When you are doing research, good data management practices and transparency are essential. This toolbox provides practical information and guidelines for both PhD students and researchers when working with research data.

Data Cleaning

The process of detecting and correcting (or removing) corrupt or inaccurate information or records, is called data cleaning. In essence, it refers to identifying incomplete, incorrect, inaccurate or irrelevant parts of the data and then replacing, modifying, or deleting this data (Wikipedia). Depending on the type of analysis that is done, different pieces of software can be used to do this data cleaning. More often than not, the same software can also be used to perform the analysis. Licensed software may sometimes also be installed on personal computers or laptops.
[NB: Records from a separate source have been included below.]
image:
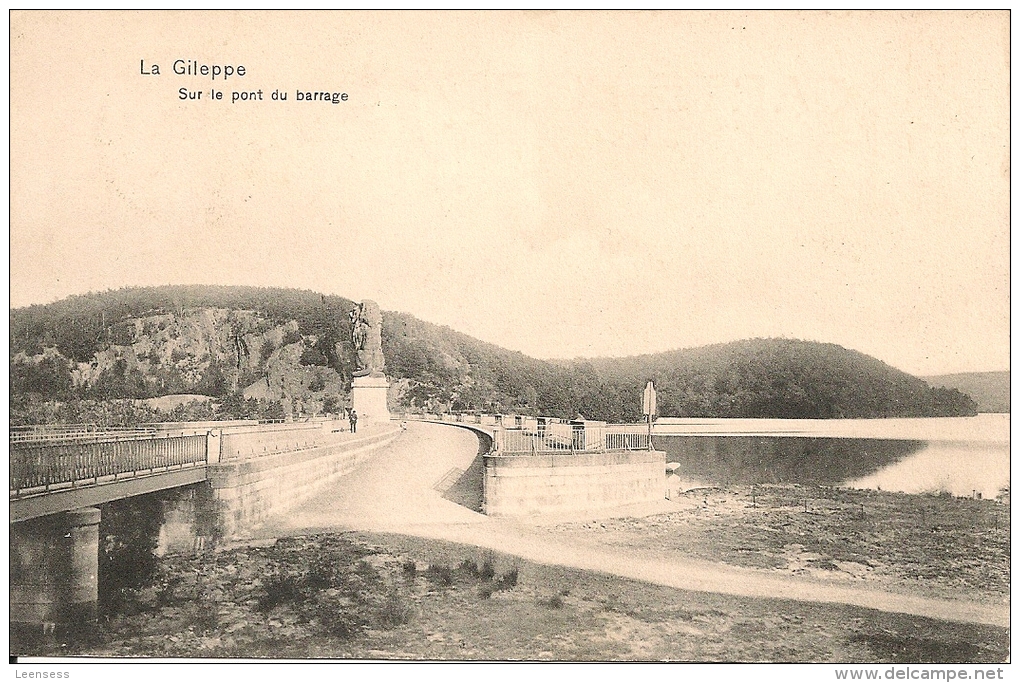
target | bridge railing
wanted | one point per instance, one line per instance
(521, 434)
(42, 466)
(269, 438)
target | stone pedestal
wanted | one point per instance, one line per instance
(54, 570)
(368, 399)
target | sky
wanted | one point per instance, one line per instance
(562, 184)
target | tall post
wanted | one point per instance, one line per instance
(649, 409)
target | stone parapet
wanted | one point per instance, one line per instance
(524, 484)
(247, 492)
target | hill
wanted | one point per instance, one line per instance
(292, 348)
(989, 389)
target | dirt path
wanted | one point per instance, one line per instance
(411, 488)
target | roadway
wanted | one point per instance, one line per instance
(425, 483)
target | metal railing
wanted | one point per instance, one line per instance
(42, 466)
(626, 441)
(59, 432)
(270, 438)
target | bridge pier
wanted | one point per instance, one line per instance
(54, 570)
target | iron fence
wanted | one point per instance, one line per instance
(626, 441)
(41, 466)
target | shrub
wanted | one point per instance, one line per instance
(508, 580)
(279, 589)
(440, 574)
(555, 602)
(393, 612)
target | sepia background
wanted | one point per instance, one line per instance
(559, 184)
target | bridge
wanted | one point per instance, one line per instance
(219, 480)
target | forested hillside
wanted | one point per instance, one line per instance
(989, 389)
(293, 347)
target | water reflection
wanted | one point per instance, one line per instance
(961, 469)
(758, 460)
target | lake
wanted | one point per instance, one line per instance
(960, 456)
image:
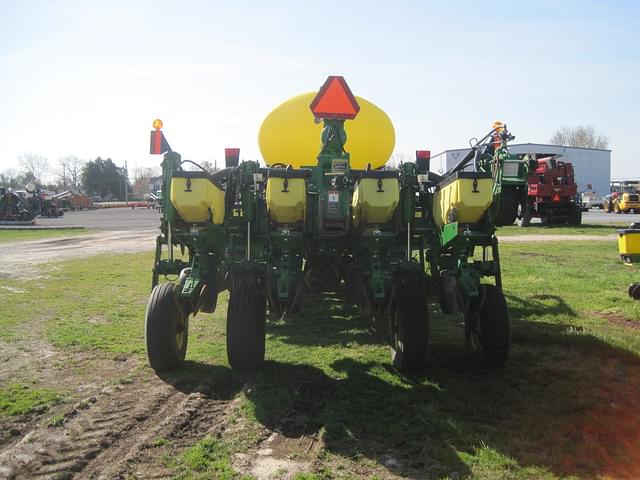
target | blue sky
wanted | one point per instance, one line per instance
(87, 78)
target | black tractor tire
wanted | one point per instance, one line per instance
(166, 328)
(409, 326)
(508, 207)
(448, 293)
(487, 329)
(246, 315)
(524, 215)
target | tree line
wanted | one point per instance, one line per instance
(97, 178)
(103, 178)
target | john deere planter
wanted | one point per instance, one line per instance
(400, 238)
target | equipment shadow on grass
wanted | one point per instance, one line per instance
(326, 320)
(548, 412)
(566, 403)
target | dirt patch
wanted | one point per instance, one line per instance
(617, 319)
(279, 457)
(607, 436)
(117, 433)
(21, 260)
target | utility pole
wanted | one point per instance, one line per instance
(126, 183)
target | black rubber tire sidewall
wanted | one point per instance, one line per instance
(410, 327)
(161, 322)
(246, 316)
(492, 349)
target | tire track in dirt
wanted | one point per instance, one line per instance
(113, 435)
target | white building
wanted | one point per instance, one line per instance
(591, 165)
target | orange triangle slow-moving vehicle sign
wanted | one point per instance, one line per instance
(335, 100)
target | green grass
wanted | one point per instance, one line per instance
(595, 229)
(564, 406)
(22, 399)
(26, 235)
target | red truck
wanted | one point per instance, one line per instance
(551, 194)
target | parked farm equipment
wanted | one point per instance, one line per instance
(270, 234)
(624, 202)
(16, 207)
(552, 193)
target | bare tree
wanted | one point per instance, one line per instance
(71, 170)
(584, 136)
(36, 165)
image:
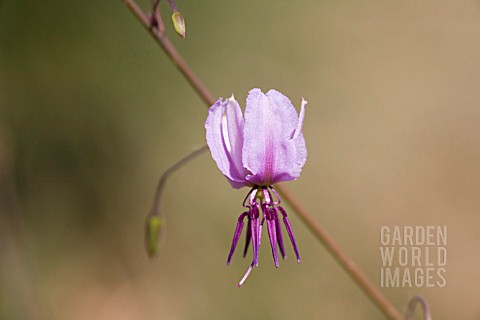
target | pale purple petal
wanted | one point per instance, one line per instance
(274, 148)
(225, 137)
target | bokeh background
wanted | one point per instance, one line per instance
(92, 112)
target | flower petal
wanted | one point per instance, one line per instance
(224, 128)
(274, 147)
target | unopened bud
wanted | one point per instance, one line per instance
(178, 23)
(152, 234)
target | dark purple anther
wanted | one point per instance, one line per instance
(290, 232)
(236, 236)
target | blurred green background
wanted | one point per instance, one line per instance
(92, 112)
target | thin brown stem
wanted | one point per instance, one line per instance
(307, 218)
(172, 53)
(412, 306)
(341, 256)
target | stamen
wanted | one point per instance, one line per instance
(245, 276)
(249, 195)
(236, 236)
(267, 196)
(278, 229)
(276, 195)
(290, 232)
(255, 230)
(248, 236)
(272, 235)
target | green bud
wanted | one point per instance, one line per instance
(179, 23)
(152, 234)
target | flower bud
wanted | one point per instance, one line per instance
(179, 23)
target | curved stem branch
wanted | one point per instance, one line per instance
(157, 199)
(308, 219)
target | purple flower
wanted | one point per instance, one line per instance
(264, 148)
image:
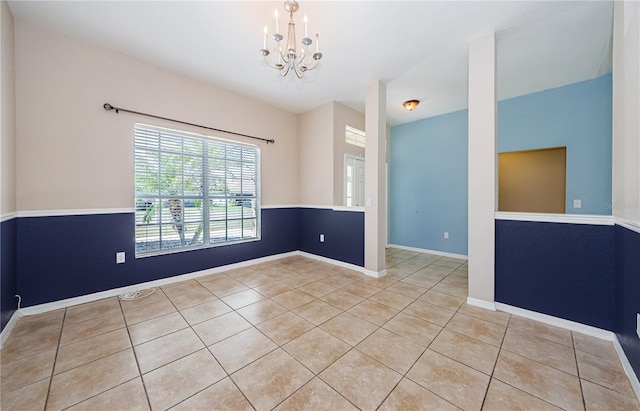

Software especially designed to clean re-used data is OpenRefine. It cleans starting and trailing blank spaces in cell field, clusters values based on similarities (e.g. in free text fields: Alphen a/d Rhijn, alfen ad rijn, etc. can be easily clustered), normalise data fields into one standard, etc. See below for several tutorials.

In some cases, researchers write their own scripts (in programming languages such as Python, R or SQL) to clean data, in which case the process must be documented. Researchers should include their scripts when they archive the datasets to allow for replication and verification.

Extra background information:

For every step of your data cleaning, good documentation and clarifying the data provenance is necessary.